Open1

Stable Diffusion v1, v2 の Attention について

ちくわぶちくわぶ

Stable Diffusion v1 系列のモデル.

U-Net 内の Attention ブロックについての概要図
U-Net 内の Attention ブロックについての概要 (DiffSeg[1] より引用)

U-Net の Attention

U-Net 内を通る Latent Scale と index の関係

Scale Indices
64 [1, 2, 14, 15, 16]
32 [3, 4, 11, 12, 13]
16 [5, 6, 8, 9, 10]
8 [7]

Self/Cross Attention の違い

Query Key Value
Self Latent 画像特徴 Latent 画像特徴 Latent 画像特徴
Cross Latent 画像特徴 外部条件特徴(e.g. テキスト埋め込み) 外部条件特徴

Self-Attention のテンソル形状

各バッチ次元の 16 (=2x8) は Classifier-free guidance による x2 と、Multi-head Attention による x8.
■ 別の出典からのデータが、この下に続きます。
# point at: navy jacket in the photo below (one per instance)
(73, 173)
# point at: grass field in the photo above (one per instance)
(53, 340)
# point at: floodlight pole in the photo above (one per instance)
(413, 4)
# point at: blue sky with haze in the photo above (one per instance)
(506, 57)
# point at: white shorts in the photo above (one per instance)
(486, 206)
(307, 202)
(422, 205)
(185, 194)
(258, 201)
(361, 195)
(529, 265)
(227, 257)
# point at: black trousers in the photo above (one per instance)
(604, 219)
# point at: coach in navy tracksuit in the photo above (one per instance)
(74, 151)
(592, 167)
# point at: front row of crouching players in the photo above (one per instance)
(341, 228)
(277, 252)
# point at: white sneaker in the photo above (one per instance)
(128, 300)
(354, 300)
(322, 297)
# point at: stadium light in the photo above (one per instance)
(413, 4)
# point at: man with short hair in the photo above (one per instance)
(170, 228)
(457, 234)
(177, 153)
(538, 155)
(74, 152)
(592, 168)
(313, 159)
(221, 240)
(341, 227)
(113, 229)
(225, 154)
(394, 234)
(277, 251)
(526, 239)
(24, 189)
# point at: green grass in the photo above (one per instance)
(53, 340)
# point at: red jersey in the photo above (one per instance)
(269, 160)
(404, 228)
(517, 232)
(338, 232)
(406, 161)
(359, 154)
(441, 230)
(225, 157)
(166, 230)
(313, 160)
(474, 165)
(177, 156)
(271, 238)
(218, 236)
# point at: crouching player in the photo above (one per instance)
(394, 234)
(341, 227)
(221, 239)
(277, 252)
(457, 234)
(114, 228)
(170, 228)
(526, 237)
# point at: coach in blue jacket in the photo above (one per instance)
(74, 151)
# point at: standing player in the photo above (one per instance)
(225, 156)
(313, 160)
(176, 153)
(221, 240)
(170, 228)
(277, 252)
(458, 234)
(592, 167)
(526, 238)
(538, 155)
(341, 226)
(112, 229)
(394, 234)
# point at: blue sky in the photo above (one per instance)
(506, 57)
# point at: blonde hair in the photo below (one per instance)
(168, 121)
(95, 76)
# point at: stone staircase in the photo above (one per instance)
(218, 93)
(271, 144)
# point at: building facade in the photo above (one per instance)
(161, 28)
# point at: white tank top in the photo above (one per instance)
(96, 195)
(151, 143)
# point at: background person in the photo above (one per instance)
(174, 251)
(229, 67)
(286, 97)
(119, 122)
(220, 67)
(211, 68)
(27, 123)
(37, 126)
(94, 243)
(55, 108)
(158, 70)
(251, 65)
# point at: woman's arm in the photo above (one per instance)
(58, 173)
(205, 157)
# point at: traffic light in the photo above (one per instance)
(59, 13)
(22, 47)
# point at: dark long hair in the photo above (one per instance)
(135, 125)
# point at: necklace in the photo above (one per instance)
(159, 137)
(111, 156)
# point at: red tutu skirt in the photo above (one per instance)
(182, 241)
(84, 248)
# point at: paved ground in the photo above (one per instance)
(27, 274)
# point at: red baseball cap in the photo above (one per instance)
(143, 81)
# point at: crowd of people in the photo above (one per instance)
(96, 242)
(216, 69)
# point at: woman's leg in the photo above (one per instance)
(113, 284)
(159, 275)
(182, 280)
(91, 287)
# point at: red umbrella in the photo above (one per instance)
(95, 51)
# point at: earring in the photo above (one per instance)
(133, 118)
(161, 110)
Index Query Shape Key Shape Value Shape Attention Probability Shape
1 (16, 4096, 40) (16, 4096, 40) (16, 4096, 40) (16, 4096, 4096)
2 (16, 4096, 40) (16, 4096, 40) (16, 4096, 40) (16, 4096, 4096)
3 (16, 1024, 80) (16, 1024, 80) (16, 1024, 80) (16, 1024, 1024)
4 (16, 1024, 80) (16, 1024, 80) (16, 1024, 80) (16, 1024, 1024)
5 (16, 256, 160) (16, 256, 160) (16, 256, 160) (16, 256, 256)
6 (16, 256, 160) (16, 256, 160) (16, 256, 160) (16, 256, 256)
7 (16, 64, 160) (16, 64, 160) (16, 64, 160) (16, 64, 64)
8 (16, 256, 160) (16, 256, 160) (16, 256, 160) (16, 256, 256)
9 (16, 256, 160) (16, 256, 160) (16, 256, 160) (16, 256, 256)
10 (16, 256, 160) (16, 256, 160) (16, 256, 160) (16, 256, 256)
11 (16, 1024, 80) (16, 1024, 80) (16, 1024, 80) (16, 1024, 1024)
12 (16, 1024, 80) (16, 1024, 80) (16, 1024, 80) (16, 1024, 1024)
13 (16, 1024, 80) (16, 1024, 80) (16, 1024, 80) (16, 1024, 1024)
14 (16, 4096, 40) (16, 4096, 40) (16, 4096, 40) (16, 4096, 4096)
15 (16, 4096, 40) (16, 4096, 40) (16, 4096, 40) (16, 4096, 4096)
16 (16, 4096, 40) (16, 4096, 40) (16, 4096, 40) (16, 4096, 4096)

Cross-Attention のテンソル形状

各バッチ次元の 16 (=2x8) は Classifier-free guidance による x2 と、Multi-head Attention による x8.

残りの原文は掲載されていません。